Thanks Tom! You are one of the reasons I finally signed up and became a member, I admire your thirst for pyramiding knowledge (is that such a thing ) and wanted to share the little bit I know. 
I posted everything I did with my Sulcata (as a hatchling) around reply #6 or so. And I can't seem to find the pictures of that set up (darn it) I got him when he was about three months old and he was very slightly bumpy (you could feel them with your hand) and if you picked him up today you could feel it very slightly on the top, the breeder had about 50 of them in a small tub on hay and only one light, I think it would be safe to say he did not try to provide any humidity (typical wrong information type breeder :/). As soon as I got him I set him up like I did in reply #6. I haven't had any trouble with RTIs but I kept a CHE right about the house with the sponges, so it was always a warm humidity (and _I_ think that help them not get sick). 
I'm having 50/50 luck with my leopards, they are just shy of a year old. They don't look terrible but I was really shooting for perfect . I housed them together and with the same set up as I did my Sulcata. I have one growing slightly more bumpy then the other but the smooth one would always dig deep into the substrate- where the bumpy one would sleep on top of the food plate. And, I think he was eating most of the food. When I put them outside I split them up and he seems to be smoothing out. 

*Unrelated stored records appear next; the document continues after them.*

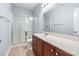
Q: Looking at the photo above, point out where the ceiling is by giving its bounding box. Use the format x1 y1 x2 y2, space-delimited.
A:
13 3 37 10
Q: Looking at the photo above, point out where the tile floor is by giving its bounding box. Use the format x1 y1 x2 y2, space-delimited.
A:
9 43 34 56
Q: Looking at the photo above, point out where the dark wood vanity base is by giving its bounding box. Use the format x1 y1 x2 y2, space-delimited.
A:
32 35 71 56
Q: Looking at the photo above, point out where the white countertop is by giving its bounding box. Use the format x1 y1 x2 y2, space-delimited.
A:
34 33 79 56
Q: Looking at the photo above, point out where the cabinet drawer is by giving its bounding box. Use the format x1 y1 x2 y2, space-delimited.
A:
44 43 56 56
56 48 71 56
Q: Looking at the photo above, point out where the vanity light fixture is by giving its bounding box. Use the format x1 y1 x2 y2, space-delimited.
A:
41 3 48 8
0 16 9 22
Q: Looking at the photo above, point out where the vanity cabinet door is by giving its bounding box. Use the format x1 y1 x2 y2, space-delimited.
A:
56 48 71 56
32 36 38 55
44 43 56 56
37 38 44 56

Here's Bert the slightly more bumpy one:





And Ernie the smooth one:





These were a couple of months ago and I don't have any good ones of them outside yet, but will try to get some and post them for you tomorrow.


----------



## Maggie Cummings (Jun 7, 2010)

Y'all notice our Tom is getting really popular. This pyramiding thing is really going somewhere. At first I didn't think we were gonna find anything different...how wrong I was! 
My Tony Stewart was 2 yrs when I had Yvonne find a better home for him and he was just slightly pyramided. I may have a picture of him at 2 years.


----------



## jbirdcopper (Jun 8, 2010)

Maggie- you were another one I wanted to impress just as bad!! Love your adventures with Bob and that you say it like it is.


----------



## Tom (Jun 8, 2010)

See. Its not just me. I love the way Maggie phrases things. I like her frank and honest style.


----------



## Maggie Cummings (Jun 8, 2010)

I am very embarrassed. Thank you so much for your kind words. They mean a lot to me...


----------